Louis Columbus of Forbes.com published an informative article titled, “10 Ways Machine Learning is Revolutionizing Supply Chain Management”.
Machine Learning has been a transformative tool adopted across multiple industries to quickly detect patterns in data and highlight what the most influential factors are in the data. Columbus states:
“Discovering new patterns in supply chain data has the potential to revolutionize any business. Machine learning algorithms are finding these new patterns in supply chain data daily, without needing manual intervention or the definition of taxonomy to guide the analysis. The algorithms iteratively query data with many using constraint-based modeling to find the core set of factors with the greatest predictive accuracy. Key factors influencing inventory levels, supplier quality, demand forecasting, procure-to-pay, order-to-cash, production planning, transportation management and more are becoming known for the first time. New knowledge and insights from machine learning are revolutionizing supply chain management as a result.”

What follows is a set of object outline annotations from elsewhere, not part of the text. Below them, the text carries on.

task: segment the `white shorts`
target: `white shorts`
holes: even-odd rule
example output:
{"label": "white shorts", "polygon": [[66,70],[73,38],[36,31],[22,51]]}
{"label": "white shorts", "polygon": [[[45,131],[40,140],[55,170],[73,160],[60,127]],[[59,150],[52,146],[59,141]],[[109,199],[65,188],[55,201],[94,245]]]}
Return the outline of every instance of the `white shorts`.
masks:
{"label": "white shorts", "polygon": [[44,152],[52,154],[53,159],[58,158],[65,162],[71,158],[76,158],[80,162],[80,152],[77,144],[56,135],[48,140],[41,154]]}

In particular, Invistics has adopted the following 3 attributes of Machine Learning in order to better manage our customers Supply Chains:
#1 Machine learning algorithms and the apps running them are capable of analyzing large, diverse data sets fast, improving demand forecasting accuracy. One of the most challenging aspects of managing a supply chain is predicting the future demands for production. Existing techniques range from baseline statistical analysis techniques including moving averages to advanced simulation modeling. Machine learning is proving to be very effective at taking into account factors existing methods have no way of tracking or quantifying over time. The example below shows how a wide spectrum is being used to accomplish demand forecasting, and Lennox is using machine learning today.
#3 Machine Learning and its core constructs are ideally suited for providing insights into improving supply chain management performance not available from previous technologies. Combining the strengths of unsupervised learning, supervised learning and reinforcement learning, machine learning is proving to be a very effective technology that continually seeks to find key factors most affecting supply chain performance. Each of the endpoints defined in the taxonomy below is derived entirely by algorithm-based logic, which ensures algorithms scale across a global enterprise.
#10 Combining machine learning with advanced analytics, IoT sensors, and real-time monitoring is providing end-to-end visibility across many supply chains for the first time. What’s needed in many supply chains today is an entirely new operating platform or architecture predicated on real-time data, enriched with patterns and insights not visible with previous analytics tools in the past. Machine learning is an essential element in future supply chain platforms that will revolutionize every aspect of supply chain management.
The beauty of Machine Learning is in its self-learning iterations, where as the data grows and changes, so do the algorithms and pattern-detection of the artificial intelligence. Analyzing all the data points in a complex supply chain system can be a daunting task, but with the capabilities of Machine Learning, the burden of making sense of the Key Performance Metrics falls on the Machine rather than a manual, human process.